Le travail.

(actualisé le ) par Serge Durand - Philosophie

On peut consulter en cliquant ici une leçon beaucoup plus détaillée sur la notion de travail.

Pour creuser simultanément les notions de technique et de travail on peut aller sur les sites suivants :

  Débat n°1 : En quoi le travail différencie l’homme de l’animal ? (aspect du rapport entre nature et culture)

1 - Pourquoi une abeille ne travaille pas ? Le travail est une activité culturelle.

Il est vrai qu’une abeille construit sa ruche ce qui nécessite des formes d’opération de transformations qui rappellent les techniques de constructions humaines. De même il y a une répartition des tâches au sein de la ruche qui rappelle la répartition des tâches au sein d’une entreprise. Cependant une abeille agit déterminée par un instinct qui est le fruit d’un processus évolutif biologique. Quand un ouvrier humain agit pour produire une maison ou des objets manufacturés comme Marx le remarque il utilise des plans qui peuvent varier. L’homme travaille et use de techniques car il est capable de penser virtuellement ses actions avant de les mettre en œuvre. Le travail qui suppose des techniques est donc une activité caractérisant un être de culture.

2 - Y a-t-il des sociétés humaines sans travail ?
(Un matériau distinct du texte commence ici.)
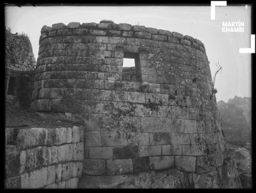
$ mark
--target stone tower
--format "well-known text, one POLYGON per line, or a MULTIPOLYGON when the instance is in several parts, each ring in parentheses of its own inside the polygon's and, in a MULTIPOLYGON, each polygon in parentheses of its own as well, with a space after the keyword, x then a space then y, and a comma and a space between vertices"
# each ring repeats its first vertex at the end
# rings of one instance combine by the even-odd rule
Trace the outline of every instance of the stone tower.
POLYGON ((39 42, 31 107, 83 120, 81 187, 221 186, 226 143, 200 41, 102 20, 45 25, 39 42))

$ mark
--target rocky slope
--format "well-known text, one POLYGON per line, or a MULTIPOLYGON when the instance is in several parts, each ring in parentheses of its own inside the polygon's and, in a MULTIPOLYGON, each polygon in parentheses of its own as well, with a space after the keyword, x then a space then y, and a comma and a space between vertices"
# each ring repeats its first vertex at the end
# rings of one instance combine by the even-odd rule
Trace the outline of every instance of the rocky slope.
POLYGON ((252 155, 245 148, 231 145, 242 187, 252 187, 252 155))
POLYGON ((251 143, 252 98, 235 97, 218 102, 223 131, 227 141, 245 147, 251 143))

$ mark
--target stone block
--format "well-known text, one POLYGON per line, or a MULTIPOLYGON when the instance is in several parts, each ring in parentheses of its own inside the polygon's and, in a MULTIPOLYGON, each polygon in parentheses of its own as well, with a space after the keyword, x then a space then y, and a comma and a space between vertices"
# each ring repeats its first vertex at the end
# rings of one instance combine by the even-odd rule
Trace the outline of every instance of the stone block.
POLYGON ((44 165, 43 148, 42 147, 28 149, 26 152, 25 170, 31 171, 44 165))
POLYGON ((132 31, 123 31, 122 32, 122 36, 123 37, 132 37, 133 36, 133 32, 132 31))
POLYGON ((179 145, 162 145, 163 155, 181 155, 182 147, 179 145))
POLYGON ((55 144, 60 145, 67 143, 67 128, 61 127, 55 129, 55 144))
POLYGON ((121 31, 118 30, 109 30, 108 31, 108 34, 113 36, 120 36, 121 35, 121 31))
MULTIPOLYGON (((22 151, 21 152, 24 152, 24 151, 22 151)), ((26 152, 26 151, 25 151, 25 152, 26 152)), ((16 157, 16 156, 17 155, 18 155, 18 152, 17 151, 15 145, 5 145, 5 160, 6 161, 14 159, 16 157)), ((25 157, 25 161, 26 161, 26 157, 25 157)), ((21 158, 20 158, 20 162, 21 162, 21 158)))
POLYGON ((74 126, 72 128, 72 143, 77 143, 80 141, 80 128, 74 126))
POLYGON ((136 146, 115 147, 113 148, 113 159, 128 159, 138 157, 138 148, 136 146))
POLYGON ((101 146, 100 132, 86 132, 84 135, 84 145, 86 147, 101 146))
POLYGON ((131 173, 133 171, 132 159, 107 160, 107 174, 118 175, 131 173))
POLYGON ((79 22, 70 22, 67 27, 69 28, 78 28, 80 27, 80 23, 79 22))
POLYGON ((95 28, 97 27, 97 25, 98 24, 95 23, 95 22, 91 22, 91 23, 83 23, 81 25, 82 27, 85 27, 85 28, 95 28))
POLYGON ((48 166, 47 168, 47 185, 50 185, 55 183, 56 175, 56 166, 55 165, 48 166))
POLYGON ((73 171, 72 171, 72 178, 80 178, 83 174, 83 162, 74 162, 73 163, 73 171))
POLYGON ((80 141, 84 141, 84 127, 80 127, 80 141))
POLYGON ((83 161, 84 159, 84 143, 83 142, 77 143, 76 149, 77 161, 83 161))
POLYGON ((52 183, 52 184, 48 185, 47 186, 46 186, 44 188, 46 189, 58 189, 58 184, 56 183, 52 183))
POLYGON ((73 150, 73 144, 66 144, 57 147, 58 162, 64 162, 71 161, 72 159, 73 150))
POLYGON ((89 148, 89 158, 92 159, 112 159, 112 147, 99 147, 89 148))
POLYGON ((65 183, 66 189, 77 189, 78 187, 79 179, 77 178, 71 178, 65 183))
POLYGON ((146 32, 146 27, 144 25, 132 25, 132 29, 135 31, 146 32))
POLYGON ((58 162, 58 147, 56 146, 49 147, 51 148, 51 162, 50 164, 56 164, 58 162))
POLYGON ((172 144, 173 145, 189 145, 190 135, 184 133, 172 133, 172 144))
POLYGON ((163 36, 172 36, 172 33, 166 30, 159 29, 158 34, 163 36))
POLYGON ((47 185, 47 168, 42 168, 20 175, 22 189, 39 189, 47 185))
POLYGON ((49 129, 47 131, 47 145, 52 146, 55 145, 56 132, 54 129, 49 129))
POLYGON ((127 132, 128 146, 149 145, 149 134, 147 132, 127 132))
POLYGON ((143 32, 134 32, 134 37, 141 39, 151 39, 151 34, 143 32))
POLYGON ((198 127, 196 120, 184 120, 184 133, 196 133, 198 132, 198 127))
POLYGON ((63 181, 58 183, 58 189, 63 189, 66 186, 66 181, 63 181))
POLYGON ((176 168, 183 171, 195 173, 196 171, 196 157, 192 156, 175 156, 176 168))
POLYGON ((26 164, 26 150, 22 150, 20 152, 20 162, 21 166, 26 164))
POLYGON ((42 165, 43 166, 47 166, 50 164, 51 162, 51 147, 42 147, 42 165))
POLYGON ((175 43, 179 43, 179 39, 176 37, 168 37, 168 41, 175 43))
POLYGON ((157 29, 152 27, 146 27, 146 32, 151 34, 157 34, 157 29))
POLYGON ((18 150, 33 148, 38 145, 39 132, 37 129, 20 129, 17 134, 18 150))
POLYGON ((43 27, 41 29, 41 33, 44 32, 49 32, 51 31, 52 28, 51 27, 49 27, 47 25, 44 25, 43 27))
POLYGON ((102 131, 101 139, 103 146, 127 145, 126 133, 118 131, 102 131))
POLYGON ((147 171, 150 169, 148 157, 134 159, 132 162, 134 172, 147 171))
POLYGON ((127 102, 145 103, 145 94, 138 92, 127 92, 127 102))
POLYGON ((89 33, 89 30, 87 29, 76 29, 73 31, 74 35, 77 36, 86 36, 88 35, 89 33))
POLYGON ((163 119, 156 117, 141 117, 143 132, 164 132, 163 119))
POLYGON ((21 178, 20 176, 17 176, 13 178, 6 178, 4 182, 4 188, 6 189, 20 189, 21 178))
POLYGON ((190 41, 183 39, 180 39, 180 43, 185 45, 188 45, 188 46, 190 46, 191 44, 190 41))
POLYGON ((45 128, 37 128, 38 134, 38 145, 44 146, 47 145, 48 132, 47 129, 45 128))
POLYGON ((154 132, 149 134, 150 145, 171 144, 172 134, 169 132, 154 132))
POLYGON ((14 176, 19 174, 20 168, 20 158, 15 157, 7 161, 5 164, 5 174, 6 176, 14 176))
POLYGON ((119 24, 117 28, 119 30, 130 31, 132 29, 132 25, 128 24, 119 24))
POLYGON ((106 36, 107 32, 102 30, 90 29, 89 32, 92 36, 106 36))
POLYGON ((63 28, 67 28, 67 25, 63 23, 54 24, 52 25, 52 30, 58 30, 63 28))
POLYGON ((161 35, 152 35, 152 39, 157 41, 167 41, 167 36, 161 35))
POLYGON ((149 166, 156 170, 170 168, 174 166, 174 156, 150 157, 149 166))
POLYGON ((90 175, 105 175, 106 172, 105 160, 84 159, 83 174, 90 175))
POLYGON ((73 162, 67 162, 61 165, 61 181, 67 180, 72 177, 73 162))
POLYGON ((183 38, 183 35, 182 34, 176 32, 172 32, 172 35, 175 38, 183 38))
POLYGON ((61 180, 61 174, 62 174, 62 164, 60 164, 56 165, 56 168, 55 181, 56 183, 60 182, 61 180))
POLYGON ((161 145, 140 146, 138 148, 139 157, 161 155, 161 145))
POLYGON ((203 155, 204 148, 202 145, 183 145, 182 147, 182 155, 203 155))

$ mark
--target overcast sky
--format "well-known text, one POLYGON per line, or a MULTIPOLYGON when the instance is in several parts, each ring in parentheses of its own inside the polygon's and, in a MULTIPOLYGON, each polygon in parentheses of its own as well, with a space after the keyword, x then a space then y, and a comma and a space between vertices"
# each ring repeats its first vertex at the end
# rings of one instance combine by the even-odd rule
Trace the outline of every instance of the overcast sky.
POLYGON ((250 12, 245 4, 216 7, 212 20, 210 6, 6 6, 5 25, 13 33, 28 35, 36 59, 41 28, 60 22, 99 23, 108 19, 191 36, 204 43, 212 75, 216 62, 222 66, 215 87, 217 101, 227 102, 235 96, 251 97, 251 55, 239 53, 239 48, 250 47, 250 12), (244 22, 244 32, 221 31, 222 22, 239 20, 244 22))

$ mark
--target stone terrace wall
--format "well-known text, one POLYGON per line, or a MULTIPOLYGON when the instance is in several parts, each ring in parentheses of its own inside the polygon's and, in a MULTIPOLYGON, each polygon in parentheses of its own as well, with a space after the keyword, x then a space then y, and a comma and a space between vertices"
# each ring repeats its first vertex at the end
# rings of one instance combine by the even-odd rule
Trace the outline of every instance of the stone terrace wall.
POLYGON ((85 123, 84 175, 223 165, 225 141, 204 44, 164 30, 114 24, 44 26, 32 108, 85 123), (137 81, 122 80, 125 54, 137 81))
POLYGON ((126 67, 123 68, 123 81, 136 81, 136 71, 134 67, 126 67))
POLYGON ((6 188, 77 188, 83 136, 83 127, 6 129, 6 188))
POLYGON ((5 66, 18 70, 35 69, 36 61, 28 37, 5 31, 5 66))
POLYGON ((6 100, 18 106, 30 107, 33 85, 35 81, 35 71, 20 71, 9 68, 5 68, 6 100), (8 94, 10 77, 15 77, 14 94, 8 94))

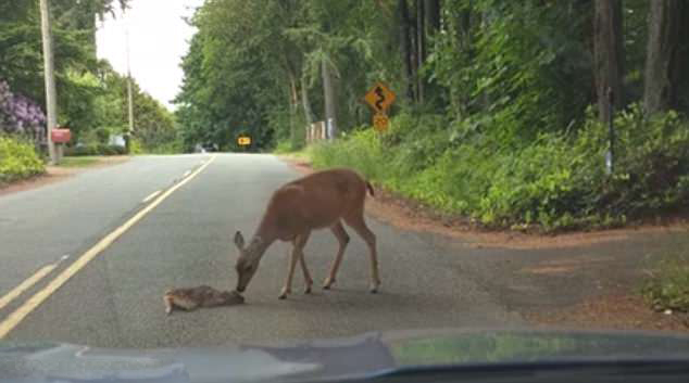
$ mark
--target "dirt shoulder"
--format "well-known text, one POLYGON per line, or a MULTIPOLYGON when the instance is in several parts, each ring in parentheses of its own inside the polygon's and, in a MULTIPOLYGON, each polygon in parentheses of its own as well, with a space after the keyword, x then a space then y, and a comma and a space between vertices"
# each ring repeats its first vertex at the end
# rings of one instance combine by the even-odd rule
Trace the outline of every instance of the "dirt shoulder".
MULTIPOLYGON (((314 171, 303 158, 281 158, 302 174, 314 171)), ((481 231, 385 189, 375 193, 367 214, 404 230, 440 234, 458 252, 480 256, 466 263, 471 273, 535 325, 689 332, 689 316, 655 312, 638 294, 651 258, 689 246, 681 240, 685 221, 558 235, 481 231)))
POLYGON ((88 166, 63 167, 63 166, 46 166, 46 173, 25 180, 12 182, 10 184, 0 184, 0 196, 8 195, 21 191, 41 188, 43 186, 63 181, 74 175, 89 169, 113 166, 129 161, 129 156, 104 156, 98 157, 98 161, 90 163, 88 166))

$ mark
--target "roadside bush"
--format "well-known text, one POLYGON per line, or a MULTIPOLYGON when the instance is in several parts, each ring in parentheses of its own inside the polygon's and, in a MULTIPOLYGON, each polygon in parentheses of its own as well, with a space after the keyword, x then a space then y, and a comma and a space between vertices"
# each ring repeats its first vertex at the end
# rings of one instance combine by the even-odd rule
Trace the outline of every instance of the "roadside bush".
POLYGON ((0 184, 45 171, 43 162, 30 142, 0 136, 0 184))
POLYGON ((589 111, 575 132, 504 141, 490 117, 448 123, 409 115, 388 135, 361 129, 312 151, 316 167, 348 166, 402 195, 486 227, 544 231, 625 224, 689 201, 689 124, 648 118, 637 105, 615 120, 615 173, 604 167, 607 129, 589 111))
POLYGON ((668 254, 653 267, 641 290, 655 310, 689 311, 689 254, 668 254))
POLYGON ((64 154, 71 156, 124 155, 126 154, 126 149, 120 145, 88 144, 82 146, 65 148, 64 154))

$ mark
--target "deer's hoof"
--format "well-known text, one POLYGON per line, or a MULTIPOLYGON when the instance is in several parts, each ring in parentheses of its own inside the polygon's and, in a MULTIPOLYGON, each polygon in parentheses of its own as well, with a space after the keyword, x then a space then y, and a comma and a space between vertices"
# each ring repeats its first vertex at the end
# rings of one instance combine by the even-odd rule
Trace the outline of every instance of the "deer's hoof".
POLYGON ((323 282, 323 289, 325 290, 330 290, 330 286, 333 285, 333 283, 335 283, 334 279, 326 279, 325 282, 323 282))

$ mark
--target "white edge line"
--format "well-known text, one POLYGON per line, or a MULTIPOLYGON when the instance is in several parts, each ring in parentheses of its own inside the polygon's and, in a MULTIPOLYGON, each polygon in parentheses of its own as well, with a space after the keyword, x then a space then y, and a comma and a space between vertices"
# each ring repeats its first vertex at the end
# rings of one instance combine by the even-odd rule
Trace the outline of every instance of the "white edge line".
POLYGON ((167 189, 163 194, 161 194, 158 199, 155 199, 151 204, 139 210, 134 217, 129 218, 122 226, 113 230, 108 235, 103 237, 98 243, 96 243, 91 248, 87 250, 86 253, 82 254, 72 265, 62 270, 54 279, 48 282, 42 290, 38 291, 30 298, 28 298, 22 306, 20 306, 16 310, 10 314, 4 320, 0 321, 0 340, 2 340, 10 331, 14 330, 24 318, 26 318, 32 311, 34 311, 38 306, 40 306, 52 293, 58 291, 64 283, 66 283, 73 276, 75 276, 79 270, 82 270, 91 259, 96 258, 100 253, 102 253, 108 246, 110 246, 113 242, 115 242, 122 234, 124 234, 129 228, 136 225, 141 218, 143 218, 149 212, 155 208, 155 206, 160 205, 170 194, 174 193, 177 189, 181 188, 185 183, 189 182, 193 177, 203 171, 215 159, 215 156, 212 156, 211 159, 205 163, 203 166, 199 167, 196 171, 193 171, 188 178, 184 179, 181 182, 176 183, 174 187, 167 189))

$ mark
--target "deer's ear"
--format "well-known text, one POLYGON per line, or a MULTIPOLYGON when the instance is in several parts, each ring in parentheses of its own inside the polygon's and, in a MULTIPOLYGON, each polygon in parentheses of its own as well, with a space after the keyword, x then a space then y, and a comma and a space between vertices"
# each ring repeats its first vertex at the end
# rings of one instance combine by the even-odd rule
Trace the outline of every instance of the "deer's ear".
POLYGON ((241 235, 241 231, 237 231, 235 233, 235 244, 237 245, 239 250, 245 248, 245 238, 243 235, 241 235))

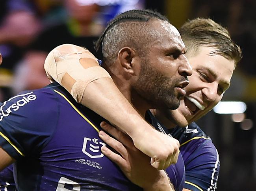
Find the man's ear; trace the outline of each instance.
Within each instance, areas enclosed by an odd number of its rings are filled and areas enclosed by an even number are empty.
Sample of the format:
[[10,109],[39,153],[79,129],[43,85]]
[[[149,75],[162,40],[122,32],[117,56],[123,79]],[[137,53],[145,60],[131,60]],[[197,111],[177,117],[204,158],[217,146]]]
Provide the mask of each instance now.
[[124,71],[131,75],[134,73],[134,59],[135,56],[135,52],[134,50],[130,47],[124,47],[122,48],[118,52],[118,59]]

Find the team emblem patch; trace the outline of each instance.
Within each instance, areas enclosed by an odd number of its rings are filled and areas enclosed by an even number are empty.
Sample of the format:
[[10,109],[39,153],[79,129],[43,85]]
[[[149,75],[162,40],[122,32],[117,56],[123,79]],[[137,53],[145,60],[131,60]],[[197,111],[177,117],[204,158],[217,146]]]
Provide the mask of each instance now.
[[106,144],[97,138],[84,137],[82,151],[91,158],[102,158],[104,156],[100,151],[102,146],[106,146]]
Cependant si on peut dire qu’un être qui travaille est un être de culture et non plus seulement un être de nature, peut-on affirmer que là où il y a de la culture, il y a systématiquement du travail ? Ne parle-t-on pas parfois de société sans travail ? Certaines tribus d’Amazonie avant qu’elles ne rencontrent des cultures occidentalisées ne vivaient-elles pas sans travail ? Certes pendant 2 ou 3 heures chacun assure la subsistance du groupe mais cela représente-il un travail ? D’un point de vue on pourrait répondre non car si on suit les marxistes le travail vise entre autre à faire évoluer la technique et à devenir le maître et possesseur de la nature. A vrai dire ces tribus qui n’ont pas fait le saut propre à l’âge néolithique n’ont pas de velléités à transformer la nature. Leurs techniques sont liées à une vie en osmose avec la nature telle qu’elle se donne et non à un désir de l’aménager, de la cultiver. Si le plan est le critère déterminant pour définir une activité comme un travail alors on travaille dans ces tribus mais si on insiste sur la transformation de la nature et sur le progrès alors on ne travaille pas vraiment dans ces tribus.

L’interprétation de la Bible pose un dilemme du même ordre. Adam et Eve travaillaient-ils au paradis oui ou non ? Le travail est-il simplement le châtiment de devoir transformer la nature pour gagner sa vie ? Si on pense que Adam et Eve réfléchissaient au paradis pour se nourrir eux et leur famille même si tout était à leur disposition alors déjà
ils travaillaient. La malédiction divine concerne alors seulement la pénibilité du travail et la nécessité de transformer une nature devenue ingrate. Ce mythe rend compte des changements de nature du travail entre un groupe humain vivant dans une jungle équatoriale ou tropicale luxuriante et un groupe humain confronté à des saisons plus ou moins difficiles.

3 - L’homme dépassera son animalité quand il ne devra plus travailler pour vivre.

Nos progrès technoscientifiques s’ils caractérisent au plus haut point le travail humain peuvent nous libérer de la malédiction de la pénibilité du travail.

L’homme contrairement à l’animal ressent la pénibilité d’une tâche qui doit toujours être recommencée dès lors qu’on en connaît toutes les exigences et qu’on a les techniques pour l’accomplir. A vrai dire l’intelligence humaine est frustrée par la répétition d’une tâche où elle ne peut guère progresser mais seulement s’appliquer.

Nous pourrions maintenant nous libérer de toutes ces tâches répétitives car nous sommes capables de construire des machines motorisées avec des circuits intégrés les rendant capables d’une intelligence condamnée à la répétition. Nous pouvons maintenant dépasser l’animalité en formant des sociétés où enfin personne n’aurait plus à travailler pour gagner sa vie. Cette révolution sociale et technoscientifique est aujourd’hui possible, nous pouvons établir l’idée d’un Revenu Minimum d’Existence pour tous et réduire le travail nécessaire et obligatoire à notre survie à un minimum.